Séparer les instances de matière noire interagissant avec elle-même des grondements de l’univers est une tâche délicate, mais désormais, un chercheur a développé un algorithme qui pourrait simplifier ce travail.
L'algorithme d'apprentissage profond (c'est vrai, il s'agit en réalité d'IA) est capable de distinguer les interactions entre la matière noire et les rétroactions générées par des sources cosmiques bruyantes, telles que les noyaux galactiques actifs avec des trous noirs supermassifs en leur cœur. Les recherches décrivant cette approche ont été publiées aujourd'hui dans Astronomie de la nature.
La matière noire est le terme générique qui désigne environ 27 % de l'univers, invisible à nos yeux. En d'autres termes, une grande partie de la matière de l'univers n'émet pas de lumière, ce qui la rend impossible à observer directement au moyen de télescopes. Cependant, la matière noire interagit avec son environnement de manière gravitationnelle, ce qui permet aux chercheurs d'observer ses effets à des échelles massives, comme dans les halos autour des galaxies et dans les anneaux d'Einstein.

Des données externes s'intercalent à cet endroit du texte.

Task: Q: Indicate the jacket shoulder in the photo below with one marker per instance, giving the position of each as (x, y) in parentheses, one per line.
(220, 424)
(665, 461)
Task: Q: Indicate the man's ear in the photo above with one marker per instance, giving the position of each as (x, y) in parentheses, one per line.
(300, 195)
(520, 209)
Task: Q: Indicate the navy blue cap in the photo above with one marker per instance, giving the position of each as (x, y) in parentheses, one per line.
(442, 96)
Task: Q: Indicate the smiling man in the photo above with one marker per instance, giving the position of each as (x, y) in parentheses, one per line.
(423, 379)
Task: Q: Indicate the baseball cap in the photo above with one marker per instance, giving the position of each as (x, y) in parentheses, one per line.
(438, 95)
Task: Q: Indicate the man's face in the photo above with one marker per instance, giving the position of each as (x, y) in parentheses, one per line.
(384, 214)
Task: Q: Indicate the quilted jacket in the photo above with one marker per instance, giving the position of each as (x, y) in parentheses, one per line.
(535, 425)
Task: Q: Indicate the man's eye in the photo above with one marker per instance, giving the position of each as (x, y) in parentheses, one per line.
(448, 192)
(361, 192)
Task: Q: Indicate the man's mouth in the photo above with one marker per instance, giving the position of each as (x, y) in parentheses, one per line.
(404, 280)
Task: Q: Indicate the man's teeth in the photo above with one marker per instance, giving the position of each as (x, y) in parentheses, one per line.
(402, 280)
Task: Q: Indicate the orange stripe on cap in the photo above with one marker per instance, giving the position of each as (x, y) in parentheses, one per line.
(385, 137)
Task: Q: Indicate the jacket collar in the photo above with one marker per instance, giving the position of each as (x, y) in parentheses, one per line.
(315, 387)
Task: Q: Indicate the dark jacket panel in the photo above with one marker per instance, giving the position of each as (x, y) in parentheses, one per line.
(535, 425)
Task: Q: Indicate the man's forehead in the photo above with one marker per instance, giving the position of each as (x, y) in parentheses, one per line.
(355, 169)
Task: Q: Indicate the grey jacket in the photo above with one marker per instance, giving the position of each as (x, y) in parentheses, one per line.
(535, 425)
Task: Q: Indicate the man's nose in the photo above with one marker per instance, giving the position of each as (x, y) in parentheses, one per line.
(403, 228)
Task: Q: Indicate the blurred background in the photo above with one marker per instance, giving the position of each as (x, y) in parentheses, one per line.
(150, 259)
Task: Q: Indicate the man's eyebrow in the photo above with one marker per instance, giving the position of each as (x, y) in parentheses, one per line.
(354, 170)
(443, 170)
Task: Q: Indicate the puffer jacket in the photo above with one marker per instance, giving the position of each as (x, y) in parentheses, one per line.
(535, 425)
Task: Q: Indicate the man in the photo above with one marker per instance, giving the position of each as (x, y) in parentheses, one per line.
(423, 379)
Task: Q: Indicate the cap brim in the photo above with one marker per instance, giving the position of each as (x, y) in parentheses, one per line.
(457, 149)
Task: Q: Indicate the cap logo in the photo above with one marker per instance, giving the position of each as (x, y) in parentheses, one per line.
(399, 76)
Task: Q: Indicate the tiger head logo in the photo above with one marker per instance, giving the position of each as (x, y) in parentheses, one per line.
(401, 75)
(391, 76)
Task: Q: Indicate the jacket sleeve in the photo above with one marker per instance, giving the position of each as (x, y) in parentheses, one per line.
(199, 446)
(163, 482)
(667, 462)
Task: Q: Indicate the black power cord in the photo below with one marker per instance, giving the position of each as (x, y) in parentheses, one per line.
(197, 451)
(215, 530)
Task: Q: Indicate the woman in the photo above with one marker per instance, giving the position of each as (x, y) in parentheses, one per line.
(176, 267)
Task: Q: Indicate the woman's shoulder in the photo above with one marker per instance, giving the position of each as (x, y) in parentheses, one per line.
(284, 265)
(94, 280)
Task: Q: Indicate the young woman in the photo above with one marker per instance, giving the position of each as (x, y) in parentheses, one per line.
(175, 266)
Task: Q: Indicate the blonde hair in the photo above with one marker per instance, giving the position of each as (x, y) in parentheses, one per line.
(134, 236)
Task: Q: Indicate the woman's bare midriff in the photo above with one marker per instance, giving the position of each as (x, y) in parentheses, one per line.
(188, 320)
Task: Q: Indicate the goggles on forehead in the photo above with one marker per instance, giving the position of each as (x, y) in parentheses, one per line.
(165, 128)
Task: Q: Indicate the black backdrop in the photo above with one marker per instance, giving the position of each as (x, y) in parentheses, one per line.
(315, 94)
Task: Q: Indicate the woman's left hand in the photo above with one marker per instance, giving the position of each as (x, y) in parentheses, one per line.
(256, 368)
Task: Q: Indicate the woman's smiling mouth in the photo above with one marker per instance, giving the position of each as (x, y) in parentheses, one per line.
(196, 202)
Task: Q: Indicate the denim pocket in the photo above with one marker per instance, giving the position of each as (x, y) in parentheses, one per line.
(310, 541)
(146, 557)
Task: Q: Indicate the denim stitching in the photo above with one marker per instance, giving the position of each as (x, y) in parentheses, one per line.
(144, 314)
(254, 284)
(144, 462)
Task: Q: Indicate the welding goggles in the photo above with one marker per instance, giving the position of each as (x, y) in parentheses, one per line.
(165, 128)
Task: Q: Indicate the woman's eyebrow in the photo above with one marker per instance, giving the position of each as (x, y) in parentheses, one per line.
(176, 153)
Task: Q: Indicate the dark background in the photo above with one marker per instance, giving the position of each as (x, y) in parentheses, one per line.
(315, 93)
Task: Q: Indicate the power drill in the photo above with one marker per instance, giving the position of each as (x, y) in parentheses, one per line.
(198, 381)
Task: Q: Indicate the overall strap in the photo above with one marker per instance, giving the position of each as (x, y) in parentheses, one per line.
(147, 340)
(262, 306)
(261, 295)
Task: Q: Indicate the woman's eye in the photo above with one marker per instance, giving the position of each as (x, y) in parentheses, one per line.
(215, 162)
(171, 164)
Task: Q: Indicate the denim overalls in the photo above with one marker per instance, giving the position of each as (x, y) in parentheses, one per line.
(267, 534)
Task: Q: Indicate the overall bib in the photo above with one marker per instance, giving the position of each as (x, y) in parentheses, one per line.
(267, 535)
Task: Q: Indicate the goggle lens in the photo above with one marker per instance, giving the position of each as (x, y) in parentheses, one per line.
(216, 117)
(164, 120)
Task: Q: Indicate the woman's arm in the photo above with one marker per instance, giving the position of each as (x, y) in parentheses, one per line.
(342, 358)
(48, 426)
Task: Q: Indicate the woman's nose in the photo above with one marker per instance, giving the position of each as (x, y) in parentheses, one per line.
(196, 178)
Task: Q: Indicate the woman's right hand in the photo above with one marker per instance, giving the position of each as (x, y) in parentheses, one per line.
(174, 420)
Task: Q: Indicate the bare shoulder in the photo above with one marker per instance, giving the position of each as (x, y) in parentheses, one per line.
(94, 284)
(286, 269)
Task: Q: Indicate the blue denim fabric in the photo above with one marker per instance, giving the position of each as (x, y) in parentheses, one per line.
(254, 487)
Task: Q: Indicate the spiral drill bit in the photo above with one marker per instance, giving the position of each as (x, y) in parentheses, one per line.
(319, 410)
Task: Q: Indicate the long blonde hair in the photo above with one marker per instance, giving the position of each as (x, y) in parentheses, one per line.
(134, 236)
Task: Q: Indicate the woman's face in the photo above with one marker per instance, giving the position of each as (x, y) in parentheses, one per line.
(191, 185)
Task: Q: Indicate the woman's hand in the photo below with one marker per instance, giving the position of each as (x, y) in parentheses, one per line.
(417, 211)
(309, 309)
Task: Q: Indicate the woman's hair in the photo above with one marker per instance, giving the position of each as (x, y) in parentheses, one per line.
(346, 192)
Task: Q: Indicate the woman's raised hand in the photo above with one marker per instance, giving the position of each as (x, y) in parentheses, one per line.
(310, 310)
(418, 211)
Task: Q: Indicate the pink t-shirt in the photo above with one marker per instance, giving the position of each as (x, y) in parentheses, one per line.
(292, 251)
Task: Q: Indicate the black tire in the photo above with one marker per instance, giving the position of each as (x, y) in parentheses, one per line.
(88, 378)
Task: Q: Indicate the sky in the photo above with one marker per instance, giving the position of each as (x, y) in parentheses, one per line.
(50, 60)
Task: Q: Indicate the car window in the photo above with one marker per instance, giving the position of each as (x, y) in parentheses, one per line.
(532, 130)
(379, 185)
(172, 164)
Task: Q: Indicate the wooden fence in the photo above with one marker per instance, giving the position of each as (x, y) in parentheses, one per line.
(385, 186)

Pour trouver ces signaux subtils de matière noire interagissant occasionnellement avec elle-même au milieu du brouhaha de l’univers, le chercheur – David Harvey, astronome à l’École polytechnique fédérale de Lausanne – a entraîné un réseau neuronal convolutionnel à partir d’images du projet BAHAMAS-SIDM. Le projet « modélise les amas de galaxies dans différents scénarios de rétroaction de matière noire et d’AGN », selon le communiqué de l’université. À mesure que le réseau neuronal était alimenté par des images de ces amas de galaxies, il a appris à distinguer les signaux associés aux interactions de la matière noire de ceux causés par les noyaux galactiques.
« Les informations de lentille faible différencient principalement la matière noire auto-interagissante, tandis que les informations de rayons X démêlent différents modèles de rétroaction astrophysique », a écrit Harvey dans l'étude.
Le réseau neuronal le plus précis a été baptisé Inception. Dans des conditions idéales, Inception a atteint une précision de 80 % et a conservé cette performance lorsque du bruit d'observation a été ajouté au système. Le bruit d'observation est normal dans toutes les données de télescope, comme celles d'Euclid, le télescope spatial de l'ESA à 1,4 milliard de dollars, qui va photographier des milliards de galaxies dans le cadre de son étude de la matière noire et de l'énergie noire.
« Cette méthode représente un moyen d’analyser les données des futurs télescopes qui sont d’un ordre de grandeur plus précises et de plusieurs ordres plus rapides que les méthodes actuelles, nous permettant d’explorer les propriétés de la matière noire comme jamais auparavant », a ajouté Harvey dans l’article.
Même si nous sommes encore loin d’identifier les particules ou les phénomènes responsables de la matière noire, les approches de l’IA sur ce sujet pourraient accélérer les découvertes scientifiques sur la nature de cette matière inconnue. Grâce à des télescopes comme Euclid, les chercheurs disposent d’une quantité considérable de données à éplucher dans leur quête de réponses. Des algorithmes comme ceux qui sous-tendent Inception pourraient accélérer les recherches sur ces données.